Volontariat et engagement citoyen pour la protection de l’environnement: Thème de la conférence organisée en prélude de la Journée mondiale de l’environ le 5 juin.

Hassane IDE, responsable « Volontariat des Nation Unis » a fait l’historique du Programme, évoqué son rôle et sa place dans le Système des Nations Unis. Il a mis l’accent sur l’importance du volontariat dans la résolution des problèmes au niveau des communautés. Les actions de volontariat ne sont pas trop gourmandes de crédits et il existe de nouveaux concepts de financements innovants.
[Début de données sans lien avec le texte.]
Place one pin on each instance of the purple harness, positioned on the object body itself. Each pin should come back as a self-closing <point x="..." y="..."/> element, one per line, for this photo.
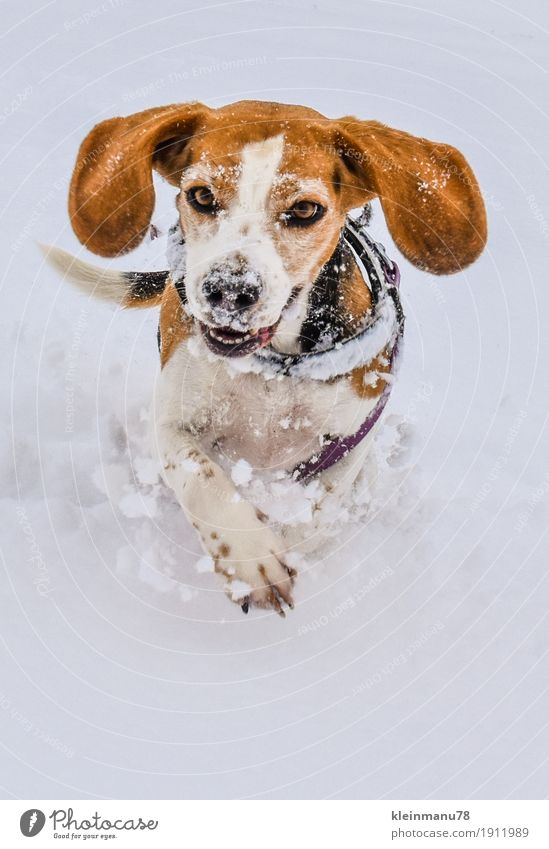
<point x="383" y="330"/>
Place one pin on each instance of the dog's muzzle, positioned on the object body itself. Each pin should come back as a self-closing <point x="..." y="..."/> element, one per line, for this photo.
<point x="231" y="290"/>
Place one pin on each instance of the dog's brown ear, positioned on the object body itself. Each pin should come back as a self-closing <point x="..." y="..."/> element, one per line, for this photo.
<point x="111" y="197"/>
<point x="432" y="202"/>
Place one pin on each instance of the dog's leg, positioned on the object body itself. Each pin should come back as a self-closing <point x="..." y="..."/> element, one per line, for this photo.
<point x="243" y="549"/>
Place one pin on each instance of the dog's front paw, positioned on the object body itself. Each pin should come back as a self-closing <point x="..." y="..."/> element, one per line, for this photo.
<point x="262" y="582"/>
<point x="253" y="564"/>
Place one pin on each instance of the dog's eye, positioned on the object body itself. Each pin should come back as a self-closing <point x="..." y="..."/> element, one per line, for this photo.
<point x="303" y="213"/>
<point x="202" y="199"/>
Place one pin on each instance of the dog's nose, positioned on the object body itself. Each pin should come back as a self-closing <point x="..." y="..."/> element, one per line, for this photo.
<point x="231" y="287"/>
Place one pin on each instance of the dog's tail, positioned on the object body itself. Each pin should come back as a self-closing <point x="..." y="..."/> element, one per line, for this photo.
<point x="125" y="288"/>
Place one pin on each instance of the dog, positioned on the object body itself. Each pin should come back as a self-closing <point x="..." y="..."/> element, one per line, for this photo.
<point x="279" y="317"/>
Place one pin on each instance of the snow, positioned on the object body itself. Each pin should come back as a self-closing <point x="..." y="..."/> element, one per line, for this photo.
<point x="415" y="662"/>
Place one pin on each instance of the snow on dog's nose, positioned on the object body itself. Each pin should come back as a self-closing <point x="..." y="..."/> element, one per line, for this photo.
<point x="231" y="288"/>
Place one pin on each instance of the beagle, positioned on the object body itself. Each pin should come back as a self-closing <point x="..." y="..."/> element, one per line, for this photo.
<point x="279" y="317"/>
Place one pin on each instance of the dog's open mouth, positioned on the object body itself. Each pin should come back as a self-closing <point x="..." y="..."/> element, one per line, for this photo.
<point x="227" y="342"/>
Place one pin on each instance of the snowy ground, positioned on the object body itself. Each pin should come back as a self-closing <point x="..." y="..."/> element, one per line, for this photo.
<point x="415" y="663"/>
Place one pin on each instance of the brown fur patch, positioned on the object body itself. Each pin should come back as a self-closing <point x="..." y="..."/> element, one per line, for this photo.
<point x="367" y="381"/>
<point x="430" y="197"/>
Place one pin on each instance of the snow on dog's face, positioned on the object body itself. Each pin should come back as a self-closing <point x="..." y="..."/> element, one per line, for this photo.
<point x="263" y="193"/>
<point x="258" y="225"/>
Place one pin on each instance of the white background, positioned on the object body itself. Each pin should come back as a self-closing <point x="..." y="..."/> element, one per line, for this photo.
<point x="415" y="664"/>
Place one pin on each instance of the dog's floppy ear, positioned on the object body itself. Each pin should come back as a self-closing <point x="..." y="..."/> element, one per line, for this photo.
<point x="111" y="197"/>
<point x="432" y="202"/>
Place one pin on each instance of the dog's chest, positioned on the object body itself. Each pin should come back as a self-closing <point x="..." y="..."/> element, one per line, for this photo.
<point x="272" y="423"/>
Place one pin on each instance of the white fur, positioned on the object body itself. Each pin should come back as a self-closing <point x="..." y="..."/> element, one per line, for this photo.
<point x="243" y="229"/>
<point x="108" y="285"/>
Hassane Hilal Sylla, journaliste et président de l’Association des journalistes pour le développement durable a exposé sur la protection de l’environnement et tous les défis que cela comporte ainsi que sur la place des citoyens et surtout des jeunes dans des actions concrètes.
Le Président du quartier et son staff, présents à la rencontre, ont été sollicités pour qu’ils initient ensemble des activités environnementales. Une réunion est prévue dans les jours à venir pour identifier les besoins les plus urgents du quartier.

Le CIRD a remis au président du quartier quatre plants d’arbres qui seront plantés le lundi 5 juin en présence des élèves du lycée et collège de Kipé.